A couple of months later, Edgar Jackson acknowledged their disagreements and said that their new recordings (‘Pardon Me, Pretty Baby’, ‘When I Dance With My Girl’) were the best of the month’s releases. He added that when it “comes to producing comedy numbers, I hand it to Jack Payne.” Around the same time, Eric Blom in The Gramophone called Payne “the frivolous darling of the musically unlettered.” Maybe but in 1931, Jack Payne was the first to record ‘Twentieth Century Blues’, even before Noèl Coward himself.
Another criticism came from the critic Harvey Grace, who disliked Payne playing any classical tunes: “Why should the dance bands be allowed to lay predatory and profaning paws on great music?” As it happens, even the instigator of the Proms, Sir Henry Wood, praised Jack Payne’s classical adaptations.
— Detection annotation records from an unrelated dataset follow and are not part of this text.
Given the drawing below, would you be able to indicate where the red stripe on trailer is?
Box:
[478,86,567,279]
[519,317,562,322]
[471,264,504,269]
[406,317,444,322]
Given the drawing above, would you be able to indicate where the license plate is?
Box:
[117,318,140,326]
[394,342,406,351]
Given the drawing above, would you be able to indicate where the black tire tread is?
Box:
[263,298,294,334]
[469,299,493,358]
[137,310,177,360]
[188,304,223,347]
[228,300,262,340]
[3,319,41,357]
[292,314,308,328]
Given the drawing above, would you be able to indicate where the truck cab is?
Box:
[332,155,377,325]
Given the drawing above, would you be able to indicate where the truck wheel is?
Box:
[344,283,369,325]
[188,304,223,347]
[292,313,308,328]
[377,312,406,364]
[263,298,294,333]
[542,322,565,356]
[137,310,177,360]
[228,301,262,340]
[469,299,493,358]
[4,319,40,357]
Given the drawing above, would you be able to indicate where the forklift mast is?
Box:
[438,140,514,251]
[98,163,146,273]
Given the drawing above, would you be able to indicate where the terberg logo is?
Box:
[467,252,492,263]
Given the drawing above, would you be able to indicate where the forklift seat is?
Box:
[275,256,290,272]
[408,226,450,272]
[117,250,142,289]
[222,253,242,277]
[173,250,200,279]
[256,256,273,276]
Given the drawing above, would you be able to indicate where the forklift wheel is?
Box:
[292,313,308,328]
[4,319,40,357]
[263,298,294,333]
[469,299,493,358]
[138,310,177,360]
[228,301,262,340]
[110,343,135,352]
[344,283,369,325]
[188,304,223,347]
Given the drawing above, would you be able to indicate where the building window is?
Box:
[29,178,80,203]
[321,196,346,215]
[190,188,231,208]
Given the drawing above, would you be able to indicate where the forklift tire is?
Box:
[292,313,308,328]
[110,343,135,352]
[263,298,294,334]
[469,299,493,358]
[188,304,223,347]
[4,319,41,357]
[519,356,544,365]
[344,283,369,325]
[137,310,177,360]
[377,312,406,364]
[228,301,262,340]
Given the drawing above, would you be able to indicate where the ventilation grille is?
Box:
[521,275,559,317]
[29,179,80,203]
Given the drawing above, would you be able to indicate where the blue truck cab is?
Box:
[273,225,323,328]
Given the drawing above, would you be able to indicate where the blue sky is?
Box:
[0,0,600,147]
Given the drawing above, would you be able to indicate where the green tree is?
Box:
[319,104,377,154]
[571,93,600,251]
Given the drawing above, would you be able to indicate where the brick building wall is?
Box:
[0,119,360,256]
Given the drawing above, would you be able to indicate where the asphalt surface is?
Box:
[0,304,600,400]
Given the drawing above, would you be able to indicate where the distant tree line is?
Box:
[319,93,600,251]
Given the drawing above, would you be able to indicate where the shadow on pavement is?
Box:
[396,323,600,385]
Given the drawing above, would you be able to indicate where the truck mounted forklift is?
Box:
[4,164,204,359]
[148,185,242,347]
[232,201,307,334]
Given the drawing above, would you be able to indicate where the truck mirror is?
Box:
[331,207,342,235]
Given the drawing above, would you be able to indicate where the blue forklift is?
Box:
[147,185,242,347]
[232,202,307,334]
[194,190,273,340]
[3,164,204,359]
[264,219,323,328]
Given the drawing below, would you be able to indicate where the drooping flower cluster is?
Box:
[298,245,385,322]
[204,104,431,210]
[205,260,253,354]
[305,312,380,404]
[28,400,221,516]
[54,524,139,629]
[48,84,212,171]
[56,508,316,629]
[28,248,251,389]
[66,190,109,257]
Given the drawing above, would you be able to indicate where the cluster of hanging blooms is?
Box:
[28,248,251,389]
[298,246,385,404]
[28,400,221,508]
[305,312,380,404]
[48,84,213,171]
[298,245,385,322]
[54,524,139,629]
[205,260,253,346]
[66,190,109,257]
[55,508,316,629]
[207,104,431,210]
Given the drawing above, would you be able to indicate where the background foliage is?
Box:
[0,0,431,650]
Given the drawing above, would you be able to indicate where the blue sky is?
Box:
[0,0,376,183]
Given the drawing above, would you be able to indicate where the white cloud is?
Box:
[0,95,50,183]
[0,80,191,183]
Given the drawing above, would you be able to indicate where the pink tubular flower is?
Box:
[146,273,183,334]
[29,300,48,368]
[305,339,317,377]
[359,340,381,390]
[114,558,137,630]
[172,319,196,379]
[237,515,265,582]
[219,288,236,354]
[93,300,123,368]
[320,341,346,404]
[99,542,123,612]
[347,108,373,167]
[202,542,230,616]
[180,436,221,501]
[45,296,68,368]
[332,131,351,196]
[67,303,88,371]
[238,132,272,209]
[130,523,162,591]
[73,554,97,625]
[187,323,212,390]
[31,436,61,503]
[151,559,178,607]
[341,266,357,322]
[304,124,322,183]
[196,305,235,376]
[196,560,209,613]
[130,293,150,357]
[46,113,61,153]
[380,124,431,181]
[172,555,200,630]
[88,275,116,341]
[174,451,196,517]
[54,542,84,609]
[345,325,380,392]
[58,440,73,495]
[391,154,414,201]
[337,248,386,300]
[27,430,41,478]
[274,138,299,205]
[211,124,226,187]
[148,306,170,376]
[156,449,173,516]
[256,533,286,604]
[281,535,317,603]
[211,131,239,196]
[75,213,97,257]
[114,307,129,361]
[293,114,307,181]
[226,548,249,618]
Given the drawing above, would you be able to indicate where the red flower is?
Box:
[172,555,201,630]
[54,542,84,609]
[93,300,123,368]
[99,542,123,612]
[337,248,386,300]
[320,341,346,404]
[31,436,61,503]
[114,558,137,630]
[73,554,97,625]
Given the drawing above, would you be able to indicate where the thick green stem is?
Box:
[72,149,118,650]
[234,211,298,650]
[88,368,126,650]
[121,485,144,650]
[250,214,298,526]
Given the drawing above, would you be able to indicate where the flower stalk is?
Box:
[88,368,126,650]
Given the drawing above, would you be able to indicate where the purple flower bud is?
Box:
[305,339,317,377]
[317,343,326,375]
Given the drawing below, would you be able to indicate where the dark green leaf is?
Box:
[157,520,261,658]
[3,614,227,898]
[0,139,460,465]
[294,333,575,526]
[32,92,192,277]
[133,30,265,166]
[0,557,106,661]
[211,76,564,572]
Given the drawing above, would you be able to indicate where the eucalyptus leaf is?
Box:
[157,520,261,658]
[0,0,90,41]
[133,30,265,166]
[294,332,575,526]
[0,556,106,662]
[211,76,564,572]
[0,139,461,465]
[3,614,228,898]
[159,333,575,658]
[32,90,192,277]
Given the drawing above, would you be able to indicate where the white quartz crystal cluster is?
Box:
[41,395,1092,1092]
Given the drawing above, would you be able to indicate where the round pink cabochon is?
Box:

In 1931 Jack Payne and the BBC Dance Orchestra appeared at the Palladium in a Royal Variety Performance although Payne was dismayed at having to sing without a microphone, which were in short supply and wanted elsewhere. Still, Payne’s orchestra had the honour of playing the National Anthem.
Payne was doing so well that he and Dorothy built a house in north London to his own design. He built into the contract that the builder could be fined if he didn’t meet deadlines. In the end, the builder had to put 40 men on the job to avoid his penalties!